A 5-2 majority in the High Court declared that when Google’s algorithm produces an “organic” result to a search inquiry, it is not a publisher of the material to which the search result will take the reader. Therefore, it cannot be liable for the Age article and that’s the end of the case.

Google is not completely in the clear generally: if the search result includes defamatory language itself, it could still be liable for that (as opposed to what is at the other end of the hyperlink). And the question remains open with respect to paid search results. In line with Voller, Google could be found to be actively participating in that publication.
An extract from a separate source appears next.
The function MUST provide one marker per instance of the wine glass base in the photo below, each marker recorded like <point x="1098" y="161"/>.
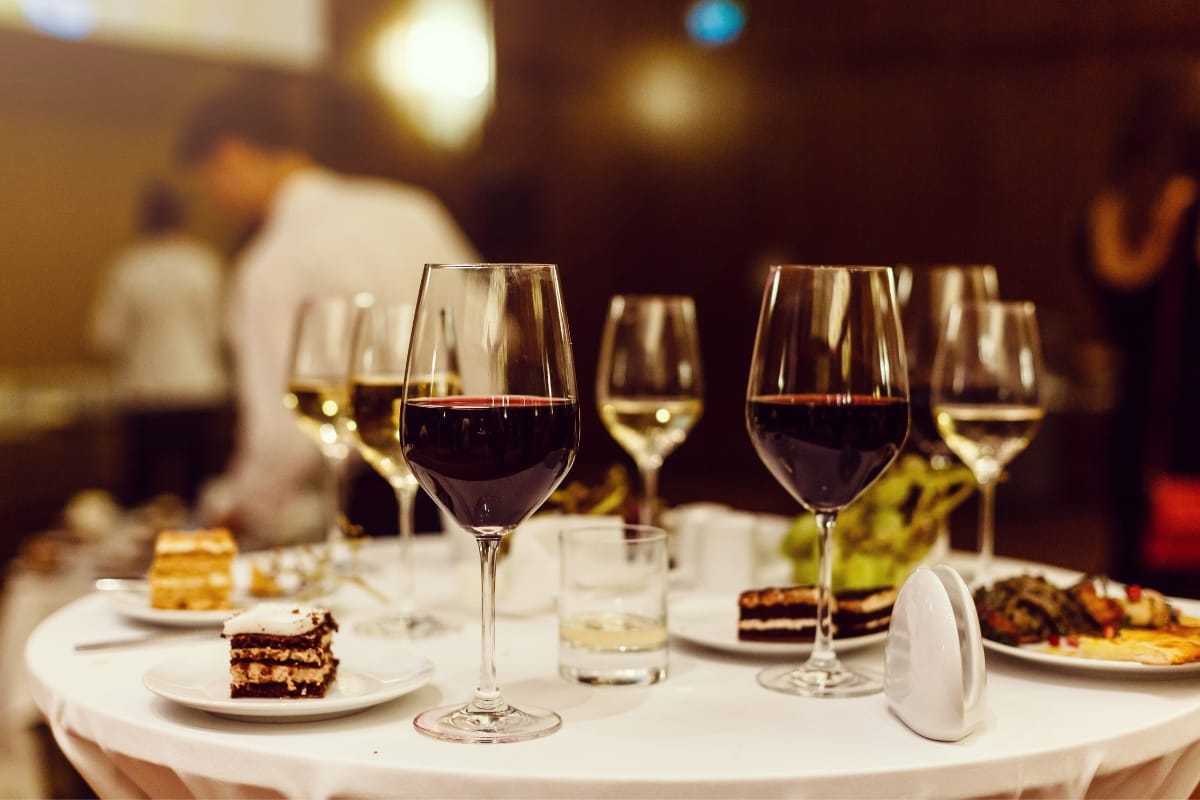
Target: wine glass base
<point x="814" y="681"/>
<point x="467" y="726"/>
<point x="405" y="626"/>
The legal test is whether the defendant was instrumental in, or contributed in any extent, to the publication of the defamatory matter. If so, they are a publisher and can be sued.

The majority judges likened Google to a person on the street who gets asked for directions to a bookstore where a defamatory publication can be bought. Justices Susan Kiefel and Jacqueline Gleeson explained: “A hyperlink is content-neutral. A search result is fundamentally a reference to something, somewhere else.”
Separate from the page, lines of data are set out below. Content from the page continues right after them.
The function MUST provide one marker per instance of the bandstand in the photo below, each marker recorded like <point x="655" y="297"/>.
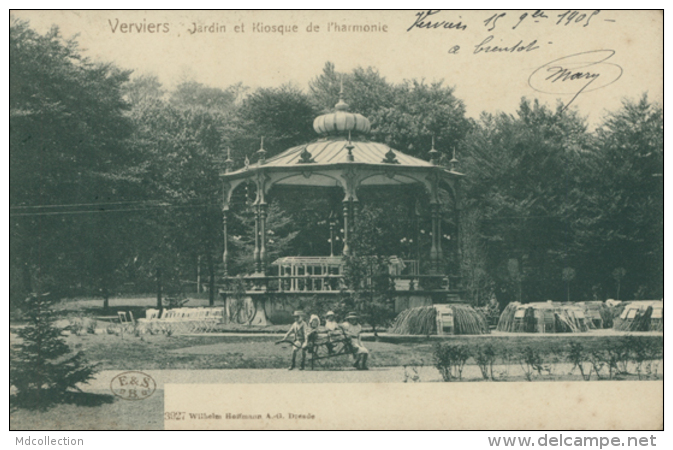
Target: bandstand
<point x="343" y="158"/>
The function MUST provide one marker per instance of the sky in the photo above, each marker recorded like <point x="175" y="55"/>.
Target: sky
<point x="589" y="60"/>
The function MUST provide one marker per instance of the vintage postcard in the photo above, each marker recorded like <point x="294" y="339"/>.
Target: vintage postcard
<point x="336" y="220"/>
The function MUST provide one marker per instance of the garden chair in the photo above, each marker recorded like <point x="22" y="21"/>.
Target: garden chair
<point x="150" y="320"/>
<point x="124" y="323"/>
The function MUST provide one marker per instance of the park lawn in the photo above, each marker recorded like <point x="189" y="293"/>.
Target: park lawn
<point x="146" y="352"/>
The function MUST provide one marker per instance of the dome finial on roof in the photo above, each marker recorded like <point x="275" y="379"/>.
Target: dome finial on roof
<point x="350" y="148"/>
<point x="453" y="161"/>
<point x="341" y="104"/>
<point x="341" y="120"/>
<point x="261" y="152"/>
<point x="228" y="163"/>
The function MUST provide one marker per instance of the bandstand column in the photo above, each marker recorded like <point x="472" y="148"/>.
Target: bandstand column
<point x="262" y="236"/>
<point x="346" y="205"/>
<point x="255" y="253"/>
<point x="434" y="253"/>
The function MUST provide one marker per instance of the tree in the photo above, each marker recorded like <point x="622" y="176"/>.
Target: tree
<point x="521" y="172"/>
<point x="43" y="369"/>
<point x="623" y="212"/>
<point x="366" y="274"/>
<point x="67" y="163"/>
<point x="568" y="275"/>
On that argument, Google is really standing around holding up a sign saying “The dirty pics you seek are that way”.

Justice Michelle Gordon, dissenting, said, “Google’s attempt to portray itself as passive has an air of unreality. Having taken action to obtain a commercial benefit by creating and operating a search engine that facilitates news articles, it cannot deny that it is involved in the publication of those articles.” That would still leave a possible defence of innocent dissemination.
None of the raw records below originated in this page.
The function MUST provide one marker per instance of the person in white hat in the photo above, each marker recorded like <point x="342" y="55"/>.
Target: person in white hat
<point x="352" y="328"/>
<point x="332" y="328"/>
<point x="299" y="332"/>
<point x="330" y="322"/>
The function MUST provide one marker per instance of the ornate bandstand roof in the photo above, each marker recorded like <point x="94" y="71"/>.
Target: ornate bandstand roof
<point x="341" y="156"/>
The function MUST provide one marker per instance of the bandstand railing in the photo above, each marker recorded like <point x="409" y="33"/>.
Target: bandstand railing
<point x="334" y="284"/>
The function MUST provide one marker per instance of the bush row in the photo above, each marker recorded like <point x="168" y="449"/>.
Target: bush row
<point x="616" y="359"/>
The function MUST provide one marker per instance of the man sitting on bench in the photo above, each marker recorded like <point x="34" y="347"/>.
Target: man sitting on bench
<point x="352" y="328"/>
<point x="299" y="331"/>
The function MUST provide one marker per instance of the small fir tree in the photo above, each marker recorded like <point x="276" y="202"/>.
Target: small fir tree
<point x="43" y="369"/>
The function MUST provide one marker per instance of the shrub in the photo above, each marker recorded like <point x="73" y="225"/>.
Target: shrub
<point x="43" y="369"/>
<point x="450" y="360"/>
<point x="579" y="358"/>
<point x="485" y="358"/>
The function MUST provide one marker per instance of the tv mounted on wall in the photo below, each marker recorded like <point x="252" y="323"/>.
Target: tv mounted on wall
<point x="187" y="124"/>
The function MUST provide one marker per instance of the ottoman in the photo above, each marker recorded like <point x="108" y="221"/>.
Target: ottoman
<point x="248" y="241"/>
That reasoning picks up on the Voller case, where the High Court said that news organisations can be liable as publishers for third-party comments posted on their Facebook pages. The logic there was that they invited the comments, and therefore were actively engaged in their publication.

If you find difficulty working out the difference here, you won’t be alone. Not that the court was wrong in either of these landmark cases, but either of them could have easily gone the other way.

The absolute certainty expressed by both the majority and minority judges in Defteros illustrates that the big question of who, on the internet, is a publisher for defamation law purposes is in reality an exercise in splitting hairs. We need clarity that only legislative reform can provide, not judges applying bricks-and-mortar analogies to the online domain.

That may be coming. The state attorneys-general have just produced a draft set of recommendations for the next round of defamation law reforms. Included is a proposal to set in concrete what the majority judges declared: an absolute exemption from defamation liability for search engines, but limited to “standard search engine functions” — that is, where the search result is produced automatically by the engine’s algorithm, without human intervention and not influenced by paid advertising, in response to a search query.

Importantly, this is a step away from a philosophy that has been causing mayhem for years: the idea of “technology neutrality”, which dictates that the common law principles of defamation law, developed in and for a 19th-century, print-copy world, can be applied by simple analogy to the digital realm. They can’t.

Wiping out 200 years of precedent isn’t always a bad thing.